Spanning the globe to bring you the constant variety of kids' music, I'm always excited to find that the North American kids music scene is making waves elsewhere in the world. So when the South American parenting site Emma & Rob mentioned this site a while back, I tooled around their site to see what music I could find.
What I found was Minimúsica.
Minimúsica is a Spanish educational project headquartered in the Catalonian capital of Barcelona. The project releases records, hosts concerts, and generally spreads the word about music for kids. It's associated with the Spanish record label Sones, distributor of artists such as Mujeres and Dirty Beaches, so you're pretty sure it's got an indie tilt.
And once you hear a track like "Autocar" ["Coach"] from the band Me & the Bees, you know it's got an indie tilt.
Me & the Bees - "Autocar" [YouTube]
The track -- about getting ready to get on a bus for a six-hour ride to Pamplona -- is from the Els Transports album, Minimúsica's second collection of kid-friendly tunes. It is, as you might guess even if you don't speak Catalan, all about transportation, featuring songs about trains, bikes, rockets, planes, running shoes, and dreamboats (OK, that last one's a bit of a stretch perhaps). In the tradition of the For the Kids series and many other compilations, the collection features music from bands who spend most of their time playing for audiences with drivers' licenses.
There's more where that came from...
The rest of the album covers a wide variety of musical styles -- the punky pop of that Me & the Bees track, the show-tune stylings of Evripides and his Tragedies to the experimental reggae of ZA! to the surf-rock of Mujeres. Songs are not just in Spanish -- the folks at Minimúsica specifically sought out songs in Spanish, Catalan, and even English. (And the CD version of the album features liner notes in all 3 languages.)
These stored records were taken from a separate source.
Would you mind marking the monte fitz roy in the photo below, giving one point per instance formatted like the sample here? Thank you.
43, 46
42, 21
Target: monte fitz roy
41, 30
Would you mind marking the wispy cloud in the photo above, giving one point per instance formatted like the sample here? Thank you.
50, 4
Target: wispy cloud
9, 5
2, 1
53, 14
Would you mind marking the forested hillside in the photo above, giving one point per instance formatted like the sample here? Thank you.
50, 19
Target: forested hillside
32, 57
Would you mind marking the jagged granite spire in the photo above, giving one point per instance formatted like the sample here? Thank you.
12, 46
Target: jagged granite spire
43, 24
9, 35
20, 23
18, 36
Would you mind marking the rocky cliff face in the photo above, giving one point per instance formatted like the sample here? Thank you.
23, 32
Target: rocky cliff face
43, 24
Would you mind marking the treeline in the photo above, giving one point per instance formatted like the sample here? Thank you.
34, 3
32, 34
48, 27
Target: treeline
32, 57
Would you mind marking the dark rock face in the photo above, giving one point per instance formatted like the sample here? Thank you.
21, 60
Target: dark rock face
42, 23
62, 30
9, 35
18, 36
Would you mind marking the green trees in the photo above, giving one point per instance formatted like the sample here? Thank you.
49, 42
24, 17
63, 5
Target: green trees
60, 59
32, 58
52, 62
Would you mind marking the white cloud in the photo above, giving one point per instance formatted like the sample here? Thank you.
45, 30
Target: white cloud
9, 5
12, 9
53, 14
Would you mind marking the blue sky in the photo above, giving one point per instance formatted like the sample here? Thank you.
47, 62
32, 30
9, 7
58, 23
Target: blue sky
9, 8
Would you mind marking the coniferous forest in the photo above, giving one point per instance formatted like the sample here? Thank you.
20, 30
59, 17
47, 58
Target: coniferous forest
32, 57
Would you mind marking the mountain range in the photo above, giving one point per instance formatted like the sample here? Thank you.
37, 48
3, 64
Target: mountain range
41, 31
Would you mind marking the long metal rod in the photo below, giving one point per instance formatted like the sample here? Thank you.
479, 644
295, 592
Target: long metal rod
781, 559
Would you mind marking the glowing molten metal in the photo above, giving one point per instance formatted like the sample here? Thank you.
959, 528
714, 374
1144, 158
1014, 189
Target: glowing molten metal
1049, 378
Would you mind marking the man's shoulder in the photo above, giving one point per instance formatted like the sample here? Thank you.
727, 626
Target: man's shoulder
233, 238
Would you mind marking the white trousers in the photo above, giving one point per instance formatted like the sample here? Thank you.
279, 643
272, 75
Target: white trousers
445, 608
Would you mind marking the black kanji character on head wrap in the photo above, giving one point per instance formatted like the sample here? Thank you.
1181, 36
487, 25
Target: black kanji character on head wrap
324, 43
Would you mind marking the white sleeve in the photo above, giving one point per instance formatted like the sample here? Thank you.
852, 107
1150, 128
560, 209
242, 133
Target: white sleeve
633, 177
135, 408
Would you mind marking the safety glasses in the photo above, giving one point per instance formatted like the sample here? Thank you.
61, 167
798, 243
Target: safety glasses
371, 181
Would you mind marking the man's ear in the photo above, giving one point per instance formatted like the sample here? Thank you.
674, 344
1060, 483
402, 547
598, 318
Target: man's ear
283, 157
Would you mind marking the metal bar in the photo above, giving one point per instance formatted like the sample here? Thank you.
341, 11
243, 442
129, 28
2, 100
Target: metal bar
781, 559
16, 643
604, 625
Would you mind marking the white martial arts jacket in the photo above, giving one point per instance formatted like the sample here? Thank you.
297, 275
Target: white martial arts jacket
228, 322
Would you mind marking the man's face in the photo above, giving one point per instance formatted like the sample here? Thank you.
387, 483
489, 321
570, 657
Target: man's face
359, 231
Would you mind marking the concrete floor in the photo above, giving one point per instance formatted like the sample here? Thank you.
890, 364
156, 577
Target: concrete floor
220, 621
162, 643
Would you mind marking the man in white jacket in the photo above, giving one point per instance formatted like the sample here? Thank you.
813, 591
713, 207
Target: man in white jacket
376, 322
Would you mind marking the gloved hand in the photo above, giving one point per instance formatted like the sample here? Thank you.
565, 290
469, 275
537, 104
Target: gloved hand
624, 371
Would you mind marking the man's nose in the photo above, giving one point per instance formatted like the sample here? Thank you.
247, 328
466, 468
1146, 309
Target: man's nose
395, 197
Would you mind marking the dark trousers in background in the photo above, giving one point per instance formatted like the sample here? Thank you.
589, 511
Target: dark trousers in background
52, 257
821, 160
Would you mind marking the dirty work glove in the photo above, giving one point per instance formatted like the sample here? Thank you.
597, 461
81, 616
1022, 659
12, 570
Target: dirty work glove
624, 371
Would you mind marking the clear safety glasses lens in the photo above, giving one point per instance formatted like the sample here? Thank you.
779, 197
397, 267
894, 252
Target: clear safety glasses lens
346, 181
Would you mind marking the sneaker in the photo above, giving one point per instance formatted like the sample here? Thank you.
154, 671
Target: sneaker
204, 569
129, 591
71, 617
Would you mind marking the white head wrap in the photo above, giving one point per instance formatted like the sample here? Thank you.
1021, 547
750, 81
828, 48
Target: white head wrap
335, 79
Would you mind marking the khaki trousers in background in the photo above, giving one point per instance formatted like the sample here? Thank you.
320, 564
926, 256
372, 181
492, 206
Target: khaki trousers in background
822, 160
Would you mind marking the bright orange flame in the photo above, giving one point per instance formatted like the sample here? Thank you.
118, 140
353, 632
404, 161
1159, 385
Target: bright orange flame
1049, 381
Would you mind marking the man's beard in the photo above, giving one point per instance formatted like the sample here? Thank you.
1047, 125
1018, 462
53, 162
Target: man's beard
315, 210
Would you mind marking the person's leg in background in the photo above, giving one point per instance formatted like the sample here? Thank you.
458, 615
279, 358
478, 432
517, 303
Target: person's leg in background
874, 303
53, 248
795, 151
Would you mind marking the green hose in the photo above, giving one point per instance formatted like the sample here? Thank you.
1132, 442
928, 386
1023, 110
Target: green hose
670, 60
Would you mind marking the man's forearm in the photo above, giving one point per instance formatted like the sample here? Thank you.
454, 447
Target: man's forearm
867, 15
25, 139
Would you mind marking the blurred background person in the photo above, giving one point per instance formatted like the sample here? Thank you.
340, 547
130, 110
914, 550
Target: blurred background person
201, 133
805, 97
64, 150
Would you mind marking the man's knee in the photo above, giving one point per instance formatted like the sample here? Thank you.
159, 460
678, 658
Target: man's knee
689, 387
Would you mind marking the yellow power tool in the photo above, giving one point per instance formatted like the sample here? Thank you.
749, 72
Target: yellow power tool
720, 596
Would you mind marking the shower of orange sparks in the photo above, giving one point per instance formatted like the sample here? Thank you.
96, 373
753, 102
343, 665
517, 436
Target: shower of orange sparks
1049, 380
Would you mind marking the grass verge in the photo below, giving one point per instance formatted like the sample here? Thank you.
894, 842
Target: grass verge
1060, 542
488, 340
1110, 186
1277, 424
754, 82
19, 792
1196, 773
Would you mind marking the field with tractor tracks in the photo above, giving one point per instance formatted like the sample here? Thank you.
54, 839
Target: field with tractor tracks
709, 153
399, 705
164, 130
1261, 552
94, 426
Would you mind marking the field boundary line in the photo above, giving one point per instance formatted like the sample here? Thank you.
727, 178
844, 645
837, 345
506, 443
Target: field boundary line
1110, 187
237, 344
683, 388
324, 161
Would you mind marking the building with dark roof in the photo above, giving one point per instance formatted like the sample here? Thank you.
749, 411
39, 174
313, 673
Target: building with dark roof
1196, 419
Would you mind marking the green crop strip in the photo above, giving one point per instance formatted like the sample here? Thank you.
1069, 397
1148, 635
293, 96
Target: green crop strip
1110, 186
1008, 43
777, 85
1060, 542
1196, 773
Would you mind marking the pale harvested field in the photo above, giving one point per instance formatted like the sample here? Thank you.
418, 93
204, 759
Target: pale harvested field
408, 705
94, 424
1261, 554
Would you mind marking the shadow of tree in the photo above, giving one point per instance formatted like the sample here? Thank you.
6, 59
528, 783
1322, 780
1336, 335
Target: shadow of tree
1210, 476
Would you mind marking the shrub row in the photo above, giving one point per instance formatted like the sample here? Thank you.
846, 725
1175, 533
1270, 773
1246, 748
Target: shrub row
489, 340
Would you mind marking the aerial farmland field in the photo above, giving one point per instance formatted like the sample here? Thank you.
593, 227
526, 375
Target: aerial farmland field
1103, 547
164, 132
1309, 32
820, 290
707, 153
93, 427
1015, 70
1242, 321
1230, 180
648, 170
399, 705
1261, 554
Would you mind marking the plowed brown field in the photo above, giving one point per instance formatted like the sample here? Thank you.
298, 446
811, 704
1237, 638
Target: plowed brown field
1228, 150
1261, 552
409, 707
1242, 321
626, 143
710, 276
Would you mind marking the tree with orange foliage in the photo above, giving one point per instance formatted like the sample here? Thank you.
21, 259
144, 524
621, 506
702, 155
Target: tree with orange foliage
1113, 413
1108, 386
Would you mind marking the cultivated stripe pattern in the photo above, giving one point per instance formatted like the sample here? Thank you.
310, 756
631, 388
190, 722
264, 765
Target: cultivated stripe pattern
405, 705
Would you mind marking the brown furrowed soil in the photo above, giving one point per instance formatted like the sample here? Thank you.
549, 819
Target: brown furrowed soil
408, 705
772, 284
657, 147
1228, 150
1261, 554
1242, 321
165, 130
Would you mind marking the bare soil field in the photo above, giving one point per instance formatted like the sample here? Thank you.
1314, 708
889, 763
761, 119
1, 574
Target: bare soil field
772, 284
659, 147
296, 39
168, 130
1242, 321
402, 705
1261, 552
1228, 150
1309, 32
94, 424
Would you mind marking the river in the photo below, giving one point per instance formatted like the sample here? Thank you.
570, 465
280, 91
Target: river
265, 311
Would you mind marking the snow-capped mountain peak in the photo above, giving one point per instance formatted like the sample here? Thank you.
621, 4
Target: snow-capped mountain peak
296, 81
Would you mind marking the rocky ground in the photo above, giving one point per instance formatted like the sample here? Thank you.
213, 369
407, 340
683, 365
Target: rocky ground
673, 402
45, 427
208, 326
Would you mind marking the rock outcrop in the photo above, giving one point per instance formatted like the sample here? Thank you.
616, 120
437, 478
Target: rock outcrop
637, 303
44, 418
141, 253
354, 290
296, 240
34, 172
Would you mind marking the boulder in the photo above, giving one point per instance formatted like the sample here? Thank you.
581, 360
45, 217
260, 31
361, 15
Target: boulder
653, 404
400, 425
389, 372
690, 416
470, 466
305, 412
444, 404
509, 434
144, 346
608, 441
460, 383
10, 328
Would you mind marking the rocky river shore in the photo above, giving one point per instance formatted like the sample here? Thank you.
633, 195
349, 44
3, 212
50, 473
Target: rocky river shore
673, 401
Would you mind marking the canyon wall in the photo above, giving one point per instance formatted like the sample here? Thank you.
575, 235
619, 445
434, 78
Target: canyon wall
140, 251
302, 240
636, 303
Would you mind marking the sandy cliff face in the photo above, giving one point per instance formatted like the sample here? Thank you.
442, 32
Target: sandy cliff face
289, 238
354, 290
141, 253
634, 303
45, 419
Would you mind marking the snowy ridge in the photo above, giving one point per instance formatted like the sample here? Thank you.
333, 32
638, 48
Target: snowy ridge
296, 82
You can purchase both albums on iTunes, stream Els Aliments and Els Transports on Spotify, or just listen to the Soundcloud links below.
Both Els Transports and its 2010 predecessor Els Aliments [Food, featuring an entirely different set of artists] are lots of fun, without a doubt the closest analogue to "kindie rock" that I've heard from a non-English-language source. The albums are brief (27 and 24 minutes, respectively for Els Aliments and Els Transports), but if you're looking for Spanish-language music with a different sound from most of the Spanish-language music we get here in North America, I can't recommend this highly enough. If some of these songs don't appear on a future Putumayao Kids album, I will be disappointed. Take a listen, won't you?